S2 - Model Source and Checkpoint
Table of contents
Source Code
The source code for the model is available at https://github.com/behzadhaki/GrooveTransformer.
This repository holds all the training data, model source definitions, and trained checkpoints.
Note that there are multiple models hosted here, but the one used in this chapter is located in model/Base directory.
A very detailed guide on how to use the models is available in the repository’s documentation.
Below is a quick guide on loading the pretrained model checkpoints, and using them to generate drum loops.

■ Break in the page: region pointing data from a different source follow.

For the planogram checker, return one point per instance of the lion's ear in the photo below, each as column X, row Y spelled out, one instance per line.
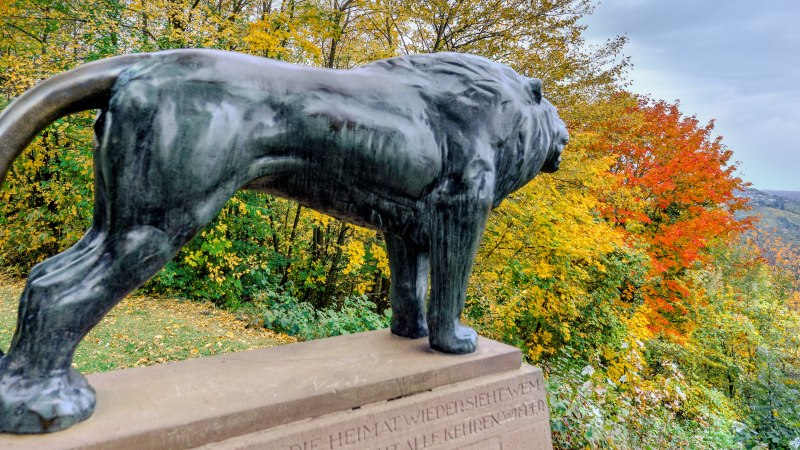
column 536, row 89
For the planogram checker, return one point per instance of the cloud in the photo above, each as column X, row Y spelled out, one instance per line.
column 735, row 61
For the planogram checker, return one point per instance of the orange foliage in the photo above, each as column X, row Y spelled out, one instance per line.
column 682, row 188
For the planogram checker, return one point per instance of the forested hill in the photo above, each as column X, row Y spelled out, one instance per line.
column 659, row 319
column 777, row 210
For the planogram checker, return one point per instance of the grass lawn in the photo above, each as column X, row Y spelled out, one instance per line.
column 142, row 331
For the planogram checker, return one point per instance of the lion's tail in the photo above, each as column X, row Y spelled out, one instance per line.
column 82, row 88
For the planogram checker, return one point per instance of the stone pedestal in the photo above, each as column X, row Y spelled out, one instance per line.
column 364, row 391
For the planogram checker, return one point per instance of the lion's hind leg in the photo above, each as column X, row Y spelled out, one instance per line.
column 409, row 271
column 39, row 391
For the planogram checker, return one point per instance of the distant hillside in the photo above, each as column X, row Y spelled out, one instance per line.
column 794, row 195
column 776, row 209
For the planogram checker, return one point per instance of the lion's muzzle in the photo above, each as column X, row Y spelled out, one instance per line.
column 560, row 141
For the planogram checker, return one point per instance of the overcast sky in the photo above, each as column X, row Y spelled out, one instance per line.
column 734, row 61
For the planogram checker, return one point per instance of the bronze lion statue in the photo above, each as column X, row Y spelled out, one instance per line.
column 418, row 147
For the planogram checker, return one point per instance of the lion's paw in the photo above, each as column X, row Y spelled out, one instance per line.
column 460, row 341
column 44, row 405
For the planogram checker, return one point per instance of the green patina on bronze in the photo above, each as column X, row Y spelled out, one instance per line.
column 418, row 147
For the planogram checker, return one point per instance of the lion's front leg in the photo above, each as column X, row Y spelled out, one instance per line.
column 409, row 269
column 456, row 229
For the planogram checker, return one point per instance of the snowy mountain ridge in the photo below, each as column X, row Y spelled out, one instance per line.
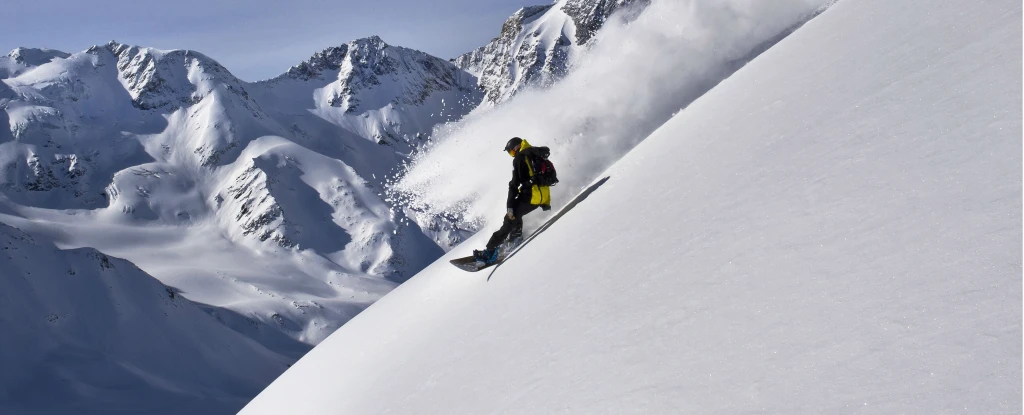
column 538, row 44
column 258, row 201
column 835, row 227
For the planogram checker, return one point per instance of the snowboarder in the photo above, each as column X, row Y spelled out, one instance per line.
column 524, row 197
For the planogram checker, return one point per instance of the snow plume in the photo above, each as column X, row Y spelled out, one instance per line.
column 637, row 75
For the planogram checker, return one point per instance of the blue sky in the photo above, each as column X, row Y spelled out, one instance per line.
column 255, row 39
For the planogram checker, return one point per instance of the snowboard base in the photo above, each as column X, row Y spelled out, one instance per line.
column 470, row 263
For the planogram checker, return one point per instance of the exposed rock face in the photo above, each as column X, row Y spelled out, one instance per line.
column 537, row 44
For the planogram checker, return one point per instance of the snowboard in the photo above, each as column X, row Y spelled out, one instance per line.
column 472, row 264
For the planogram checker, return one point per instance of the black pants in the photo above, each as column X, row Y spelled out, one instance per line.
column 513, row 226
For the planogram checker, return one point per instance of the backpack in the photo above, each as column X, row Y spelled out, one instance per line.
column 544, row 170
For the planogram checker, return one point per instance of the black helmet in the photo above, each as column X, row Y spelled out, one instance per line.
column 513, row 143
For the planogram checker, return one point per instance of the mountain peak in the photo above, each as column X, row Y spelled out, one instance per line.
column 36, row 56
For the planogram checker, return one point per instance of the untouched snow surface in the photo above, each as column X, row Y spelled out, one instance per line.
column 84, row 332
column 636, row 77
column 834, row 229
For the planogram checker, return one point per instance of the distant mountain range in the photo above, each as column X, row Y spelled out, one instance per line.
column 263, row 203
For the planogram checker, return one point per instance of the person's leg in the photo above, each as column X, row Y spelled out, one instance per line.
column 507, row 225
column 519, row 211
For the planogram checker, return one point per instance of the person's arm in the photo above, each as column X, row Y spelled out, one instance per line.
column 518, row 172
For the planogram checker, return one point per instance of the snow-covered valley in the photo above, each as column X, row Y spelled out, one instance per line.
column 836, row 227
column 802, row 206
column 263, row 204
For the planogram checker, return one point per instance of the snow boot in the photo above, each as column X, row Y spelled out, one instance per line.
column 486, row 256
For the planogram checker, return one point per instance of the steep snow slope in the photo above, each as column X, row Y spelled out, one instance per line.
column 84, row 332
column 390, row 94
column 596, row 114
column 24, row 59
column 259, row 199
column 836, row 227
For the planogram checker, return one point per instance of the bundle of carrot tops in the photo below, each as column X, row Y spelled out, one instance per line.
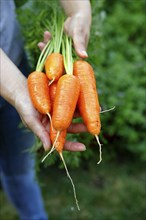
column 59, row 85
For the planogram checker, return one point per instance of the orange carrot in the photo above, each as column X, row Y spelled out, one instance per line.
column 39, row 91
column 52, row 90
column 54, row 66
column 67, row 93
column 88, row 103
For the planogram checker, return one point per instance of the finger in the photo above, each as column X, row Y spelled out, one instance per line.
column 47, row 36
column 77, row 128
column 74, row 146
column 41, row 45
column 39, row 130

Downloading the Checkpoints
The checkpoints are available in the model/Base/monotonic_groove_transformer_v1/latest directory.
Each model also has a
.json
file that contains the model’s configuration. This file isNOT
required to load the model, but it is useful for understanding the model’s architecture and hyperparameters. Moreover, the name of the models is different than the paper, with the json configurations, you can find the corresponding model. Alternatively, use the following table to download the checkpoints directly.
Model Name | Checkpoint Name | |
---|---|---|
Model 1 | rosie-durian-248 | Download |
Model 2 | hopeful-gorge-252 | Download |
Model 3 | solar-shadow-247 | Download |
Model 4 | misunderstood-bush-246 | Download |
Loading the Checkpoints
Each model contains a .pth
file that can be loaded using the following code:
from helpers.BasicMonotonicGrooveTransformer.modelLoadersSamplers import load_mgt_model
model_path = "SomePathToTheModel.pth"
MonotonicGrooveTransformer = load_mgt_model(model_path)
Generating Drum Loops
To generate drum loops, you can use the following code:
from data import load_gmd_hvo_sequences
# 5.2 Pass groove to model and sample
from helpers import predict_using_mgt
voice_thresholds = [0.5] * 9 # Sampling threshold for each voice (kick, snare, chat, o hat, l tom, m tom, h tom, crash, ride)
voice_max_count_allowed = [32] * 9
input_groove_hvo = torch.rand((1, 32, 27))
output_hvo = predict_using_mgt(MonotonicGrooveTransformer, input_groove_hvo, voice_thresholds,
voice_max_count_allowed, return_concatenated=True)
output_hvo.shape